What is the difference between a cumulative and non-cumulative preference share in terms of dividends?

Understanding the Difference between Cumulative and Non-Cumulative Preference Shares in Terms of Dividends

When it comes to investing in stocks, preference shares offer a unique feature known as a preference in dividends. This means that preference shareholders receive their dividends before common shareholders. However, there are two types of preference shares: cumulative and non-cumulative. Understanding the difference between the two is crucial for investors in order to make informed decisions. In this article, we will explore the characteristics and implications of cumulative and non-cumulative preference shares in terms of dividends.


1. Cumulative Preference Shares

Cumulative preference shares entitle the shareholders to receive their missed dividends in the future if the company fails to pay them in any specific year. In other words, if the company is unable to pay the dividend in a particular year, the dividend amount carries forward and accumulates as an arrear.

For example, let’s say a company issues cumulative preference shares with an annual dividend payment of $2 per share. If the company is unable to pay the dividend for two consecutive years, the cumulative preference shareholders will be entitled to receive $4 per share in the third year (2 years x $2 per share).

Key features of cumulative preference shares:

  • Dividend arrears accumulate if not paid in a specific year.
  • Dividends must be paid to cumulative preference shareholders before common shareholders.
  • Dividends in arrears must be paid before any dividends can be paid to common shareholders.

2. Non-Cumulative Preference Shares

Non-cumulative preference shares, on the other hand, do not accumulate unpaid dividends. If the company fails to pay the dividend in a particular year, the shareholders will not be entitled to receive the missed dividends in the future.

For example, let’s consider a company that issues non-cumulative preference shares with an annual dividend payment of $2 per share. If the company is unable to pay the dividend for any specific year, the non-cumulative preference shareholders will not receive the missed dividends in the future.

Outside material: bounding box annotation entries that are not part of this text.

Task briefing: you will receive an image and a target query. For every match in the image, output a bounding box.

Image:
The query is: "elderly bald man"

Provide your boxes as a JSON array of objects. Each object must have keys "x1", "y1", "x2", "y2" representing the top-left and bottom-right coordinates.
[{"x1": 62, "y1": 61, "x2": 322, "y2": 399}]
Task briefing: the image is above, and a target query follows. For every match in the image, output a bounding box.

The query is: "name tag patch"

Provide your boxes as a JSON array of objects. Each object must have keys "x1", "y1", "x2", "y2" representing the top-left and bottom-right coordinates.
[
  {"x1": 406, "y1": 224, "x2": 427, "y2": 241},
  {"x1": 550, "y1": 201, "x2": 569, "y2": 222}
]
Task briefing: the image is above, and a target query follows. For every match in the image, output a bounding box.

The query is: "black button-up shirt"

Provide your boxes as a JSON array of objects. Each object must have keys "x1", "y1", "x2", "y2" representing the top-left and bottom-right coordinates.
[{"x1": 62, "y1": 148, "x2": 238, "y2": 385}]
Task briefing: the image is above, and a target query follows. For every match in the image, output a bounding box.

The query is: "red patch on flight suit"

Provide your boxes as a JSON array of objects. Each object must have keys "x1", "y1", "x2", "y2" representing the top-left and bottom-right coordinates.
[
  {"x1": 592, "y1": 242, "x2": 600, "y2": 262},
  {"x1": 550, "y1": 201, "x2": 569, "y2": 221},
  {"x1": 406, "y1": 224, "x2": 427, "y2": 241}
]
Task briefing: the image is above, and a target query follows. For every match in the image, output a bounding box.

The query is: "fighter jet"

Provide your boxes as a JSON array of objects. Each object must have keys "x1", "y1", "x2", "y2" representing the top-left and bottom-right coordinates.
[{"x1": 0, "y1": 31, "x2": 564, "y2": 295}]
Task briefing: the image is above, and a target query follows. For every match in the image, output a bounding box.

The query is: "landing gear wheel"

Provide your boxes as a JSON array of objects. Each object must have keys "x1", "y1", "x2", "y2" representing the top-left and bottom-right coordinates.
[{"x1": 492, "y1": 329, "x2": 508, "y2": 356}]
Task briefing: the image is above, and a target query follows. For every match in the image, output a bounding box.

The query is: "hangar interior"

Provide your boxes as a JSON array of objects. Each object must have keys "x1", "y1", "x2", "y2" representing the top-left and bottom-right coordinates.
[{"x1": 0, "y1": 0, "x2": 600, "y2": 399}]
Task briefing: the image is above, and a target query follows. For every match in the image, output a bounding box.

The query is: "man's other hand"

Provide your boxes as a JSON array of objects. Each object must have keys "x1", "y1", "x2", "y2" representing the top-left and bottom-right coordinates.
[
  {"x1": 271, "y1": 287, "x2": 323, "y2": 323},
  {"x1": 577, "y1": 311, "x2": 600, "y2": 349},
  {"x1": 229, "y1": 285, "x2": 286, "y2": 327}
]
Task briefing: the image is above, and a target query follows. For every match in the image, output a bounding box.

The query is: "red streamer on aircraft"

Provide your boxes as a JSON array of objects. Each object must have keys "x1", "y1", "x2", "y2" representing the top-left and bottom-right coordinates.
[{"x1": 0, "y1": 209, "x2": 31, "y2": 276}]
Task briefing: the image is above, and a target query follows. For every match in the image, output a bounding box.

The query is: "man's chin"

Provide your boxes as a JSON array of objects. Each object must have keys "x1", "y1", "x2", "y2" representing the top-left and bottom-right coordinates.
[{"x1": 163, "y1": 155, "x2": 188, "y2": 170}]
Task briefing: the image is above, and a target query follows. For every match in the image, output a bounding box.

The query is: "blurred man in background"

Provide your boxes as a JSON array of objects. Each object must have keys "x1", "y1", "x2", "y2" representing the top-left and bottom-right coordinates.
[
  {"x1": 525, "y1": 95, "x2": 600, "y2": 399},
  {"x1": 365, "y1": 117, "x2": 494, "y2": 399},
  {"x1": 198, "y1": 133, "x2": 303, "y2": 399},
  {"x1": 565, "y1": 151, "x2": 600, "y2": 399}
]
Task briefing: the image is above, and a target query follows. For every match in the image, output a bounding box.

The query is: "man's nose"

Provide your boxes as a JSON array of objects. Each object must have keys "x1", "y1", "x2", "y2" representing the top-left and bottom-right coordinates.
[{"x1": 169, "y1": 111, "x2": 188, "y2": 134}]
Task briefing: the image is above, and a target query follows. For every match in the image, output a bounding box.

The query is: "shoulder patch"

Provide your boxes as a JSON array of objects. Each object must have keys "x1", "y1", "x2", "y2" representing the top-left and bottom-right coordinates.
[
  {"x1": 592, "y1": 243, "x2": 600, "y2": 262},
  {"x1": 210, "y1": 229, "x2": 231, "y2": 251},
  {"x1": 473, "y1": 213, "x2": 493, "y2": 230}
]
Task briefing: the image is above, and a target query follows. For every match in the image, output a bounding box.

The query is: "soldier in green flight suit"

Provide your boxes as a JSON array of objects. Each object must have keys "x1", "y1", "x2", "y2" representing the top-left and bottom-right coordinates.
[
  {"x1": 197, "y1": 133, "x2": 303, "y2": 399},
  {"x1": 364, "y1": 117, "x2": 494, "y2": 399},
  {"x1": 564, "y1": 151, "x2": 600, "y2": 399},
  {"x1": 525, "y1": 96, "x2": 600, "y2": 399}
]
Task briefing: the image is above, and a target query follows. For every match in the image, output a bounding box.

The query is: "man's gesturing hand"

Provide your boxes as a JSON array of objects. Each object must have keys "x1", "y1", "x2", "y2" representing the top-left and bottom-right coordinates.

Key features of non-cumulative preference shares:

  • Dividend payments cannot accumulate or carry forward to future years.
  • Dividends must be paid to non-cumulative preference shareholders before common shareholders.
  • If the company fails to pay the dividend in any specific year, the shareholders will not be entitled to receive the missed dividends in the future.

Conclusion

In summary, cumulative preference shares allow shareholders to accumulate and receive missed dividends in the future if the company fails to pay them in any specific year. On the other hand, non-cumulative preference shares do not allow for the accumulation of unpaid dividends. Both types of preference shares have their own advantages and considerations, and investors should carefully analyze their investment goals and risk tolerance before choosing between the two.